Thursday, December 16, 2010

Walnuts

It was somewhere around the fifth or sixth spoonful of Grape-Nuts I was feeding into my mother's mouth that it hit me.

I can't do this anymore. And it's ok.

And during each spoonful after that one (the fifth or sixth), I pieced through the journey. I guess you could say I sort of stepped back and looked at the chain of events that had led me to that moment--sitting next to my mom, in what used to be HER chair, feeding her spoonfuls of soggy Grape-Nuts as she sat in her walker (because, as of yesterday, she no longer can maneuver from her walker into the chair). I remembered the falls, the surgeries, the trips to the ER, the sleepless nights, the changes in her medication schedule, the setbacks, the injuries, the progression of her dementia to where it is now.

"And here we are now", I thought to myself. That next step was suddenly so clear, so logical to me.

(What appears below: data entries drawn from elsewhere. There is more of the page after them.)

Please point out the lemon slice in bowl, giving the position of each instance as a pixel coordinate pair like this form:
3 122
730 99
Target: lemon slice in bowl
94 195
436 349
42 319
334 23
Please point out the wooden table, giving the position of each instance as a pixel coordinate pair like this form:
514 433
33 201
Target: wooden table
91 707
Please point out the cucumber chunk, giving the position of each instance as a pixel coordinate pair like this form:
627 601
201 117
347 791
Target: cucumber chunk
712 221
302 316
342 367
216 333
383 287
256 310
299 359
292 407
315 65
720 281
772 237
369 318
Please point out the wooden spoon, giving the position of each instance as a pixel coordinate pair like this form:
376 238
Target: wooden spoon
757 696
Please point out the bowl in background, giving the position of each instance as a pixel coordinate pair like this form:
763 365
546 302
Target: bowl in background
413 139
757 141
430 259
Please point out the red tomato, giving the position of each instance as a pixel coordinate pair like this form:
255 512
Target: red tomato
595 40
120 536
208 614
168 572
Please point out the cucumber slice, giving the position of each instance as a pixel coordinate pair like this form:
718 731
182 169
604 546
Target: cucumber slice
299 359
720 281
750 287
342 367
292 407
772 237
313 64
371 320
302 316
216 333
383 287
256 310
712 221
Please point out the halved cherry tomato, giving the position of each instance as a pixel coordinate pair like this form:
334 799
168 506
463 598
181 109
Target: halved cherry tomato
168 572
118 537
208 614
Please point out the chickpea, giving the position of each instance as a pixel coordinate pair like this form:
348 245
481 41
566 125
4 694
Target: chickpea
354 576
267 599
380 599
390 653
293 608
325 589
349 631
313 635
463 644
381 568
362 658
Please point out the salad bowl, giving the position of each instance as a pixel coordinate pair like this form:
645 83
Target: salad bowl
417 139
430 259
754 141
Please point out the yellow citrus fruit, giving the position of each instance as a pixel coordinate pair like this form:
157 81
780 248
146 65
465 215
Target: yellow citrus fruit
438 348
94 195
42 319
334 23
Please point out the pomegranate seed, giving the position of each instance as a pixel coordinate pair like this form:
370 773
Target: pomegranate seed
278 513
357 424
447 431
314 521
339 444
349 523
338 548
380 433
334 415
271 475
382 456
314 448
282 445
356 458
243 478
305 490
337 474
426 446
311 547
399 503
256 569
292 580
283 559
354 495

You know those key moments in your life when the significance of a single decision hits you like a sledgehammer? This was one of those.

I kept the spoonfuls of Grape-Nuts coming. We sat in silence for many minutes--me cogitating; Mom......well, I'm not really sure what she was doing. But at least she was quiet. (A welcomed relief from the last ten hours during which she wailed incessantly for "MARION!" and then "GRANDMA!" from around 10pm last night until around 6am this morning when she finally, FINALLY, dozed off for a couple of hours.) Yeah. At least it was finally quiet in the house.

During a couple of spoonfuls, I wondered if I really WAS doing the right thing--admitting I cannot continue to take care of Mom and making the decision to place her in a facility. Maybe she's not as bad as I thought, I thought. Maybe it was just a bad night, I thought. Maybe she'll die soon, I thought. Maybe, maybe, maybe. I was scraping up the last few mouthfuls of cereal and Mocha Mix with the spoon as I continued to examine all the options I thought I had. I remembered the caregiver suggesting months ago that Mom (and I?) might be better off where she could get round the clock care. Then the doctor suggested it. Then the cleaning lady suggested it. Then the bath-aid, then friends....

The many minutes of silence were abruptly broken by Mom's singular question. Asked oh-so innocently, and with perfect clarity, and using every functioning neural fiber left in her over-medicated brain.
"Do you like walnuts?"

Sometimes, validation comes from very strange places.